A Câmara Municipal de São Carlos sediou, na tarde da última quinta-feira, 11, uma audiência pública para discutir as condições da população em situação de rua e as políticas públicas voltadas a esse público. A iniciativa, proposta pelo vereador Edson Ferraz, reuniu representantes do Executivo, Legislativo, forças de segurança, entidades sociais, área da saúde e sociedade civil.
Durante o encontro, foram debatidas ações nas áreas de assistência social, saúde, segurança, acolhimento e alimentação, além dos principais desafios enfrentados pelo município no atendimento à população vulnerável.

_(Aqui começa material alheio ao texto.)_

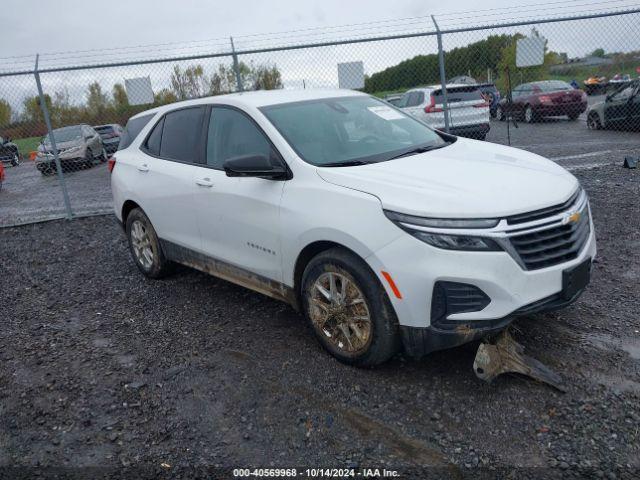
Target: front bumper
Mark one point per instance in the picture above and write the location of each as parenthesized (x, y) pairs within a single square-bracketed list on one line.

O secretário de Segurança Pública e Mobilidade Urbana, Michael Yabuki, destacou a necessidade de diferenciar pessoas em situação de vulnerabilidade daquelas que utilizam esse contexto para a prática de crimes. Segundo ele, em 2025 foram registradas oito prisões envolvendo pessoas abordadas pelas equipes — uma por tráfico de drogas, quatro por furto e três de indivíduos procurados pela Justiça. Em 2026, a Guarda Municipal já realizou mais de 330 atendimentos, com cinco prisões.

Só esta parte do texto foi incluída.